Inside a solenoid the magnetic field is :

• A. zero
• B. decreasing along the axis
• C. uniform
• D. increasing along the axis

Hint:

For a {long solenoid}, the magnetic field lines {inside} are:
Straight
Parallel to the axis
Evenly spaced This means the magnetic field inside (away from the ends) is strong and {uniform} (constant in magnitude and direction). The field outside is much weaker.

Answer 1

The Correct Option is C

Concept: A solenoid is a coil of wire, typically cylindrical, that acts as an electromagnet when current flows through it. The magnetic field produced by a solenoid has specific characteristics, especially within its core. Step 1: Characteristics of the Magnetic Field Inside a Long Solenoid For an ideal (infinitely long or very long compared to its diameter) solenoid carrying a steady current:
Uniformity: The magnetic field inside the solenoid, particularly in the central region far from the ends, is very nearly uniform. This means the field strength (magnitude) is constant, and the field lines are straight, parallel to the axis of the solenoid, and evenly spaced.
Direction: The magnetic field is directed along the axis of the solenoid.

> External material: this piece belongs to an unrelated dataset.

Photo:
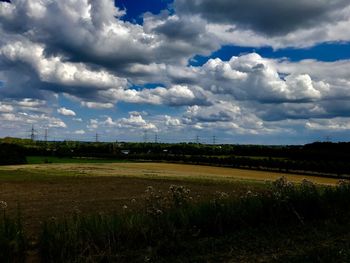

Its direction can be determined by the right-hand grip rule.
Strength: The magnitude of the magnetic field inside a long solenoid is given by \(B = \mu_0 n I\), where \(\mu_0\) is the permeability of free space, \(n\) is the number of turns per unit length, and \(I\) is the current. Near the ends of a finite solenoid, the magnetic field lines begin to diverge (fringe), and the field strength decreases. At the very end of a long solenoid, the field strength is approximately half of what it is deep inside. Step 2: Evaluating the options
(1) zero: Incorrect. A current-carrying solenoid produces a significant magnetic field inside.
(2) decreasing along the axis: This is true only if moving from the center towards one of the ends of a finite solenoid. It's not a general description for "inside a solenoid," which usually refers to the main internal region.
(3) uniform: This is the best description for the magnetic field well inside a long solenoid, far from the ends. In many contexts, "inside a solenoid" implies this ideal uniform region.
(4) increasing along the axis: This is incorrect. Step 3: Conclusion The most appropriate description of the magnetic field "inside a solenoid" (referring to the central region of a reasonably long solenoid) is that it is uniform. This uniformity is a key reason why solenoids are used in many applications.